Went through the DoorDash TPM interview process in early 2026. Landed the offer but it took longer than expected and the loop had some quirks I didn't see written up anywhere.
For context: I applied for a senior TPM role on the merchant platform side. The team runs integrations with thousands of restaurant POS systems, which is a genuinely gnarly technical surface.
The loop:
Recruiter screen (30 min): Standard. They want to confirm you have real technical depth, not just coordination experience. I was asked to explain a system I'd managed end-to-end in one minute. Not deep, just checking you can speak engineer.
Technical depth (45 min): This is where TPM interviews vary most company to company. At DoorDash it was: explain a distributed system tradeoff you navigated, walk me through how you'd manage an API migration with 500 external partners, and "what's the hardest technical decision you escalated to an architect and why." They want to see that you understand the systems well enough to de-risk them, not just track the Jira tickets.
Program execution (45 min): Scenario-based. Given: a multi-team dependency project is 3 weeks behind, a key eng lead just went on parental leave, and the PM says the deadline is immovable. What do you do. Walk through it live. I made my tradeoffs explicit and they pushed back twice. That pushback is part of the eval.

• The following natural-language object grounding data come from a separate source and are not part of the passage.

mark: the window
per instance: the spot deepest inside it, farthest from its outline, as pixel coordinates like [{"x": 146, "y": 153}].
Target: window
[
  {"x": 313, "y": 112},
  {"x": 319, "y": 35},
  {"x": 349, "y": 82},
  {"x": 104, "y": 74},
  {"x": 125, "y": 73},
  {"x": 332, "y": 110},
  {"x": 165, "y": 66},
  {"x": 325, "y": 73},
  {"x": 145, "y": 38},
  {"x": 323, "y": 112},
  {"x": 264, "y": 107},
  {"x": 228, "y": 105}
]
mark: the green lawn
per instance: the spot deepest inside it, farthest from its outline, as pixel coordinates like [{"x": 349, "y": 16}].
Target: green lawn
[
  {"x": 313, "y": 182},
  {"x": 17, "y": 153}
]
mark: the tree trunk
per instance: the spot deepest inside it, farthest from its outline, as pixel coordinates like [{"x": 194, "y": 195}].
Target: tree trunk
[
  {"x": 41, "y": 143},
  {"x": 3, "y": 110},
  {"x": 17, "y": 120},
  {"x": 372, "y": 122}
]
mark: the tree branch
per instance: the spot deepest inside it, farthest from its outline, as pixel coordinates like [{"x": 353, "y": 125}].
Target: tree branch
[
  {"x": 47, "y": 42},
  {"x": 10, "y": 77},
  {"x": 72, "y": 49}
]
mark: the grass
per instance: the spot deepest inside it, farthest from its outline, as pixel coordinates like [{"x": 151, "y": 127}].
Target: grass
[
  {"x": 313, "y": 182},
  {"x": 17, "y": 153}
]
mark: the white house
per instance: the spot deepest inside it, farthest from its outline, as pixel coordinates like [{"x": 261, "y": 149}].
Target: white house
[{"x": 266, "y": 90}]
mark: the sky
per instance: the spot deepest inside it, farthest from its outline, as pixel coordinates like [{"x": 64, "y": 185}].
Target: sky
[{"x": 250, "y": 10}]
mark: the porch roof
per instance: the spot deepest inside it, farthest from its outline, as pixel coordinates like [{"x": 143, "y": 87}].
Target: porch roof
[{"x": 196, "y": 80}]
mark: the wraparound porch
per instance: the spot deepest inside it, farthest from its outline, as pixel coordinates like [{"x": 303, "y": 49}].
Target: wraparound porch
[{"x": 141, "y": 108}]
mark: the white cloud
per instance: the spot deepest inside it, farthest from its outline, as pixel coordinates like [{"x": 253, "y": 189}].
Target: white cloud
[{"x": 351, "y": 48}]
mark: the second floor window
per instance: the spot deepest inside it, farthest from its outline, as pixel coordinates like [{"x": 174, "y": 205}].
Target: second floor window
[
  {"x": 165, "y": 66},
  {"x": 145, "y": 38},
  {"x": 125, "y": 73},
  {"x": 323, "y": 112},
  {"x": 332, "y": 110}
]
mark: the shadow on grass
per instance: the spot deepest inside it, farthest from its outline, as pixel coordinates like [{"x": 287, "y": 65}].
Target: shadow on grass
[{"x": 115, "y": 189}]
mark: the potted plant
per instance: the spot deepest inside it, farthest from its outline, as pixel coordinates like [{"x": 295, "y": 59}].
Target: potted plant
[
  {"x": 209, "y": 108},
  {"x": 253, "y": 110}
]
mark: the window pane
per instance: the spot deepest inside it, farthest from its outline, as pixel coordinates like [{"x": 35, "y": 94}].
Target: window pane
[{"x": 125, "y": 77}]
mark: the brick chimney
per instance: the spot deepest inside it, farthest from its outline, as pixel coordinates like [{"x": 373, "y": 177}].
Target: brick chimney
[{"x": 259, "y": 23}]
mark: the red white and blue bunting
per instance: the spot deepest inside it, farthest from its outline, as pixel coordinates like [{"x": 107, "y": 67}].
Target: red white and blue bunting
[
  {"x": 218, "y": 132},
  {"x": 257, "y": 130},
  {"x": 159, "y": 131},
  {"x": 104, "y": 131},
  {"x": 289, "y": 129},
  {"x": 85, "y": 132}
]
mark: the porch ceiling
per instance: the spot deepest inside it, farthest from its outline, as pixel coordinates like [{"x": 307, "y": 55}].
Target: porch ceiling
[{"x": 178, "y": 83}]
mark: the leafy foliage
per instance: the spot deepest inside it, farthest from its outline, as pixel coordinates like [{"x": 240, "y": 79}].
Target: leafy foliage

Behavioral (45 min): DoorDash uses behavioral heavily for TPMs. Leadership, stakeholder conflicts, failure handling. One question I got: "tell me about a time you had to deliver bad news to a senior stakeholder and how you set it up." Have a real story.
Hiring manager (30 min): Mostly vision and team fit. They asked where I see the TPM function evolving over the next 3 years, which is a reasonable question but I hadn't prepped a crisp answer. Don't skip this one.
Offer I got: base $185k, SF. The team was the draw for me, not the comp.